Gay Bash Victim Clings to Life

Three arrests made in Sunday Brooklyn Belt Parkway attack, another suspect questioned

Three men have been charged with assault and robbery, both of the charges carrying an enhanced penalty potential because police view them as hate crimes, in an attack on a 28-year-old gay man that began in a parking lot situated between the Belt Parkway and Plum Beach, near Brooklyn’s Sheepshead Bay neighborhood.

Michael J. Sandy, in attempting to flee his assailants, ran into Belt Parkway traffic, where he continued to be pursued, but managed to break free, only to be hit by a car, whose driver then fled the scene.

As late as Tuesday evening, a spokeswoman for Brookdale University Hospital, where Sandy was taken, described his condition as “critical,” but as Gay City News went to press Wednesday evening, the hospital, at the family’s request, was no longer giving out any information on his status.

The man was on life support and a respirator, and sources separate from the hospital described Sandy’s condition as very grave, saying his family faces a life and death decision. Sandy’s 29th birthday falls on Thursday.

As of late Wednesday evening, police had filed charges against three of four suspects who had been interviewed beginning Tuesday evening at Brooklyn’s 61st Precinct. The three men, described by police as having “acted in concert,” all face the same charges—first-degree assault as a hate crime and first- and second-degree robbery, both also as hate crimes.

The three men, all Brooklynites, are John Fox, a 19-year-old white man, who lives at 2251 Knapp Street, Elya (Alex) Shurov, a 20-year-old white man, who lives at 3845 Shore Parkway, and Gary Timmins, a 16-year-old white man, who lives at 3118 Avenue W.

Sandy is an African American.

The usual police procedure for not naming arrestees who are minors was waived in the arrest of Timmins.

A fourth man, who has been interviewed by police, is still under investigation.

A police spokesman told Gay City News that the suspects were identified through inspection of Sandy’s computer and his cell phone. Witnesses said that one of the assailants lingered on the Belt even after Sandy was struck by the car, as though he were looking for something on the ground. Police later recovered Sandy’s cell phone on the pavement.

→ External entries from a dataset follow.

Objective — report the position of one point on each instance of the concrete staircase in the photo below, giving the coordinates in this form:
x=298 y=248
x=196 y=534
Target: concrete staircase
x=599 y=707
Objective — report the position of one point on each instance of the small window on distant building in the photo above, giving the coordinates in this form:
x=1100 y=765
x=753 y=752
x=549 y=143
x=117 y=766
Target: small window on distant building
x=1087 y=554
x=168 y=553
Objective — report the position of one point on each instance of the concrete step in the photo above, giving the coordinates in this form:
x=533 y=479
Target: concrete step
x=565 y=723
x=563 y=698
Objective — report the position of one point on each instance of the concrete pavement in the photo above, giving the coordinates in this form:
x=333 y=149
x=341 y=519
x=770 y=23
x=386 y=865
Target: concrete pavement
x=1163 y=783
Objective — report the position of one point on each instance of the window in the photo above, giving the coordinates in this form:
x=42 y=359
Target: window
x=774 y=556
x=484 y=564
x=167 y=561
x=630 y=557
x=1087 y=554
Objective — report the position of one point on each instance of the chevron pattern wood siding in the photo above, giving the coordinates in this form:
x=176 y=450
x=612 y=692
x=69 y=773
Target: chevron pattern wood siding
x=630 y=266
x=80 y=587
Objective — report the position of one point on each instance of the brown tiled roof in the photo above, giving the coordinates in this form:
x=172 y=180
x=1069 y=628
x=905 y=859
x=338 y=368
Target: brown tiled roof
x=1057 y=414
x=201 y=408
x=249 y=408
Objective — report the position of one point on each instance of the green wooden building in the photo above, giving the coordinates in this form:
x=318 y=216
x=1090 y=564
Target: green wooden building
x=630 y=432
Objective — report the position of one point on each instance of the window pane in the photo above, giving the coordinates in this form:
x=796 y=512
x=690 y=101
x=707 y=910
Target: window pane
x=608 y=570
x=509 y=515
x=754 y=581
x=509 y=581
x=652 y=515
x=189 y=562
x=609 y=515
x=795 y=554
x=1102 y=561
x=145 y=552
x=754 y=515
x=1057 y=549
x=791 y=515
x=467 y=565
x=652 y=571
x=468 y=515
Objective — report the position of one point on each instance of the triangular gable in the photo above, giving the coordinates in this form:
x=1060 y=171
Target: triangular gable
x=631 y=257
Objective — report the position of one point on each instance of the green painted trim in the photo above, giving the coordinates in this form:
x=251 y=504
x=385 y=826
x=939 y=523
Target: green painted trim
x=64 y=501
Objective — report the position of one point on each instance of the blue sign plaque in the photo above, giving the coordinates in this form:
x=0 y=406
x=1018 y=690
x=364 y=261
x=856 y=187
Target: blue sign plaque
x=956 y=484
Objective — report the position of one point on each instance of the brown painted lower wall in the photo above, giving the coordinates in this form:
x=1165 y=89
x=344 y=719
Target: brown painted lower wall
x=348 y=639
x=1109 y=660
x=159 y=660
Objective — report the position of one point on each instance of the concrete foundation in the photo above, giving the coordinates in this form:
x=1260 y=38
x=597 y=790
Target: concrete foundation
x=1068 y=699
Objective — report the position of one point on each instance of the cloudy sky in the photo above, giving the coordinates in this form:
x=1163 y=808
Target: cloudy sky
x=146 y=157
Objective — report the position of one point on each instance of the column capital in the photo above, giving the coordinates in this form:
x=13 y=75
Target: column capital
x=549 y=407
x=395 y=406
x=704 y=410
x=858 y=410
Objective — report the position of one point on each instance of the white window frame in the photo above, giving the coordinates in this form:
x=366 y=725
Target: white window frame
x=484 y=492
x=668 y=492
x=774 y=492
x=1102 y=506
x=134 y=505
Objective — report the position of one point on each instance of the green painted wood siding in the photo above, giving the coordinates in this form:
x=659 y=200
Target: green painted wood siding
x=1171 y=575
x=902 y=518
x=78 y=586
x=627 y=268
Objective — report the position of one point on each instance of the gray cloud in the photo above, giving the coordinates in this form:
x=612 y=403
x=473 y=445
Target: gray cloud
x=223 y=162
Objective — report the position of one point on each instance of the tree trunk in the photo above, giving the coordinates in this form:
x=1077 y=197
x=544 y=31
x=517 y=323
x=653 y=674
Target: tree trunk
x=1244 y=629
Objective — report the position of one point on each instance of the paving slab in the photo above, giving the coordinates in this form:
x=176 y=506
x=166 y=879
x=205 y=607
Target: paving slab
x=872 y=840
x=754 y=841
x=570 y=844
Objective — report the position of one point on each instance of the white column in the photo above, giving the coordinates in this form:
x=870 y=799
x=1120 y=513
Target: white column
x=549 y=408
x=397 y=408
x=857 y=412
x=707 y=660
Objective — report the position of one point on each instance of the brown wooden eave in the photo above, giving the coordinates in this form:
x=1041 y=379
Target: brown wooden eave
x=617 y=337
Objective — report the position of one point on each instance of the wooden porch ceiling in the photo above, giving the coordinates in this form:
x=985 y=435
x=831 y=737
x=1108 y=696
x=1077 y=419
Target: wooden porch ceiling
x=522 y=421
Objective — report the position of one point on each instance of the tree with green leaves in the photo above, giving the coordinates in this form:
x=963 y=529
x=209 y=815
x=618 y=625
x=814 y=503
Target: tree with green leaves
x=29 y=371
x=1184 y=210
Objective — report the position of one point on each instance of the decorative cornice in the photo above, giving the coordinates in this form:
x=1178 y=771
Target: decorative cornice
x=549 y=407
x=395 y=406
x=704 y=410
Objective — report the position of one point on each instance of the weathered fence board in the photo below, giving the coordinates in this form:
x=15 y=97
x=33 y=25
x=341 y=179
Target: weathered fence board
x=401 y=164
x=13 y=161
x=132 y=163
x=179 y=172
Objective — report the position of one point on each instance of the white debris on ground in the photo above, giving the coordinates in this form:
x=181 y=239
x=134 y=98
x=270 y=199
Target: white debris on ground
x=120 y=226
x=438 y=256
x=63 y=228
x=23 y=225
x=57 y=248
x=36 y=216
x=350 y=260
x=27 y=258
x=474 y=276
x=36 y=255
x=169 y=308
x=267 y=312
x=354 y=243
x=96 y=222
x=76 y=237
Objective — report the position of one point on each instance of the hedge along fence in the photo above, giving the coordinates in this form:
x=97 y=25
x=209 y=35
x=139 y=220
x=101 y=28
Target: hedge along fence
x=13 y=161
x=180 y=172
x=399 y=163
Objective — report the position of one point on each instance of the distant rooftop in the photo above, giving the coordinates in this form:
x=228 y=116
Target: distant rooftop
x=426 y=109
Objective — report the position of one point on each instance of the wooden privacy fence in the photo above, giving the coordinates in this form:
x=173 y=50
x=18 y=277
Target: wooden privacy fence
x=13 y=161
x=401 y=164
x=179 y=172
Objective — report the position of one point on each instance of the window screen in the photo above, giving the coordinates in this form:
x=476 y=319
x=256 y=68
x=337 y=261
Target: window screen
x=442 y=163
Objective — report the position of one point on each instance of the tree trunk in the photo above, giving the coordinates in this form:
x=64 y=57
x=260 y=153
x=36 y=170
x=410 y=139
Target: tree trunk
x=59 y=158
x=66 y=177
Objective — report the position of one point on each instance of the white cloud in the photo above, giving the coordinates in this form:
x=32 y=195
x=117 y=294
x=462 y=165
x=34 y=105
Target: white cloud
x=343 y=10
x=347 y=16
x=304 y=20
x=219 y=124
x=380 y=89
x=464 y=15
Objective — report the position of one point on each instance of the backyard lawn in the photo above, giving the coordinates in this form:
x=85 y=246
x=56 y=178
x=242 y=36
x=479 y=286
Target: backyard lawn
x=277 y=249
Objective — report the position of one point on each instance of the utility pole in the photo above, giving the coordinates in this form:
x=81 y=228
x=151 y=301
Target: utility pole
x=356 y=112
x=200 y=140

Sources told Gay City News that Sandy had chatted with at least two of the alleged assailants online and made a date to meet one of them prior to Sunday, only to have that engagement fall through. Sunday was the second effort at a meeting. Media reports have stated that Sandy met one of his alleged attackers at another location in Brooklyn and accompanied him to the Plum Beach parking lot where at least two others lay in wait, but a police source said the initial meeting was in the parking lot, shortly after 9 p.m.

Media reports have also stated that Sandy, who shared a Williamsburg apartment with three roommates, was told to bring enough cash so that he and the man he expected to meet could get a hotel room. Police sources confirm that they are operating on the assumption that the alleged attackers planned the rendezvous with the intention of robbing Sandy, and when that set-up became clear to the victim the attack and his attempted flight ensued.

Police are investigating whether any of the suspects have engaged in similar scams to rob gay men or anyone else. Plum Beach is widely known as a gay cruising area, but police say that no one else has reported any problems there in the recent past. Anyone who has had problems there is being encouraged to contact police.

Sandy worked at the Ikea store in Hicksville, Long Island and is an interior designer.

Fox is said to be a sophomore at the State University of New York Maritime College in the Throgs Neck section of the Bronx. NY1 News reported that his father was at the 61st Precinct Wednesday insisting that his son was neither a homophobe nor a racist, saying he had a black roommate.

Should Sandy not survive his injuries, the younger Fox as well as Shurov and Timmins, and perhaps the fourth suspect, will likely face murder charges.

Police currently have no leads on the hit-and-run driver whose car gave Sandy his most serious injuries.